In the current report, we describe a woman who presented to a medical center with a headache and ptosis of the right eye and no skin lesions or rash. Physical examination and laboratory test results for aneurysm and other conditions were negative. However, 10 days after presentation, a rash consistent with herpes zoster ophthalmicus occurred. The available information on this condition—epidemiology, pathogenesis, clinical presentation, diagnosis, and treatment options—is reviewed.

	Report of Case

Top Report of Case Discussion Conclusion References

 
A 45-year-old African American woman with human immunodeficiency virus (HIV) was admitted to the internal medicine service at Interfaith Medical Center in Brooklyn, NY. She presented with new-onset headache on the right side and complete ptosis of the right eye, for which the ophthalmology service was consulted.

The patient's medical history was significant for HIV infection with a recent CD4 cell count of 8. She had chronic anemia, schizophrenia, and herpes zoster, and she had Whipple procedure for pancreatic cancer. She completed a review of systems and denied blurry vision, diplopia, eye pain, neck pain, fever, and paresthesia. Family, social, and surgical history were noncontributory. The patient had no known medication allergies. Her medications and dietary supplements included epoetin alfa, azithromycin, sulfamethoxazole and trimethoprim, omeprazole, olanzapine, fluconazole, and iron, multivitamins, and folic acid.

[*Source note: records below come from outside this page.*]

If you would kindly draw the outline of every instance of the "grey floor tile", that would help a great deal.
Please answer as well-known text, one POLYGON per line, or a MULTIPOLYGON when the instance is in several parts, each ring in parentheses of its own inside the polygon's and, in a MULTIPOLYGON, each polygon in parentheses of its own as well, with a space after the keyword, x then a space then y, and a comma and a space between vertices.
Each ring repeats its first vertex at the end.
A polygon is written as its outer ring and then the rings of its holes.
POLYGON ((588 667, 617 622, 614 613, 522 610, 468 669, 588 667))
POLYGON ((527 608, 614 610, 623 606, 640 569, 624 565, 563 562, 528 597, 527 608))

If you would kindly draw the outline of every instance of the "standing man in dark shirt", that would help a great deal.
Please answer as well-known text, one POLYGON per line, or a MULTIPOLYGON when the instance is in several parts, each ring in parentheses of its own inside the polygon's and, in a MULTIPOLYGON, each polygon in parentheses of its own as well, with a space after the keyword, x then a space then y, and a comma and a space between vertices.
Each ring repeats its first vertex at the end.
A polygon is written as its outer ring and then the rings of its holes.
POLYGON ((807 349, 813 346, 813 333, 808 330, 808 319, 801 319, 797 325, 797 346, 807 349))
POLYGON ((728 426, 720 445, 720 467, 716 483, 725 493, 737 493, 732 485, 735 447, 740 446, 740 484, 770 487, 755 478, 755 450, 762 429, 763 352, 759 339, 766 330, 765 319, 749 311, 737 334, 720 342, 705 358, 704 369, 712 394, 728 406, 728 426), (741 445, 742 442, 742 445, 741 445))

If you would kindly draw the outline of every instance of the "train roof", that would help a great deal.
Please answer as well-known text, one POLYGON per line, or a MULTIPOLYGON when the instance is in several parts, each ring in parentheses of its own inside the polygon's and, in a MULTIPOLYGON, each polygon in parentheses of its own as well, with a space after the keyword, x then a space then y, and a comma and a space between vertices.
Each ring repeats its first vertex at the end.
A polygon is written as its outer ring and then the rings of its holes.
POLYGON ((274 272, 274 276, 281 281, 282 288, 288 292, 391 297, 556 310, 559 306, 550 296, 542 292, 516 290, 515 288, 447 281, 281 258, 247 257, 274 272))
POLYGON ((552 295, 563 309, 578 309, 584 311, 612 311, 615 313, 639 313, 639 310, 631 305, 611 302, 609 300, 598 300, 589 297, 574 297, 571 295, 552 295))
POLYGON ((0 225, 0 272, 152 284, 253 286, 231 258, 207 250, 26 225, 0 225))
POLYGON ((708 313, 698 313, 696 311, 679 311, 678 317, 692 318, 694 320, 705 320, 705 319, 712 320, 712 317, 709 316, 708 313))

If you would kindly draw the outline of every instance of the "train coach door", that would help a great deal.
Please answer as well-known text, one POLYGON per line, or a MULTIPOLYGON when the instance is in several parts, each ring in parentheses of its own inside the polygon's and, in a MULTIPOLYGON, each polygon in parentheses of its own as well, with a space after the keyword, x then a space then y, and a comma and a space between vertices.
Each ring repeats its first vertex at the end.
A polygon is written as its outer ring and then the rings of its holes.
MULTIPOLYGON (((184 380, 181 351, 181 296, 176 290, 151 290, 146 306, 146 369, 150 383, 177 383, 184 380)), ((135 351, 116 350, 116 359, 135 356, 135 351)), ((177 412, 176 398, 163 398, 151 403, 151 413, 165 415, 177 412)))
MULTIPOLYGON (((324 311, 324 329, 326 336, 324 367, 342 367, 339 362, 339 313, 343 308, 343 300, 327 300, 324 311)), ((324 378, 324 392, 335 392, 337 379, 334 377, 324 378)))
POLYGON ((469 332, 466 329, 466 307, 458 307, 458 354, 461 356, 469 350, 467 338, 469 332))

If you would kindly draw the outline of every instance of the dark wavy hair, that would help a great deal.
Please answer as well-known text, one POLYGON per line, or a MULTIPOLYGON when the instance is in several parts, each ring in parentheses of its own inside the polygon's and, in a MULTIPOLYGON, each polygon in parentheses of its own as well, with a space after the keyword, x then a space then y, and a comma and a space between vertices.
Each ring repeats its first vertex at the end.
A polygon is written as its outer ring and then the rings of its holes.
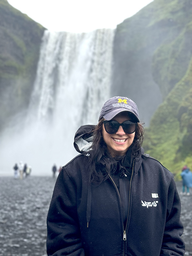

Physical examination at the bedside revealed that the patient was alert and properly oriented (ie, to person, place, and time). She was in no acute distress. Her blood pressure was 100/63 mm Hg; pulse, 80 beats per minute; respiration, 20 breaths per minute; and body temperature, 98°F.

On further examination, she had complete ptosis of the right eye (OD) with normal periorbital and facial skin appearance (Figure 1). No rash was present, and the left eye (OS) appeared normal. The patient had uncorrected near visual acuity (20/200 OD, 20/100 OS). The pupils were anisocoric and unequally reactive to light. In dim light, the pupils were 6 mm OD and 4 mm OS. In bright light, they were 5.5 mm OD and 2 mm OS. The reaction of the pupil OD was sluggish, whereas the pupil OS was brisk. There was no relative afferent pupillary reaction. Extraocular motility OD revealed absence of adduction, infraduction, and supraduction. Extraocular motility OS was full. Confrontational visual field appeared full in both eyes. Globes were equally soft by palpation. Anterior and posterior segments were normal. The irises in both eyes were normal. There were no cotton-wool spots or retinal hemorrhages.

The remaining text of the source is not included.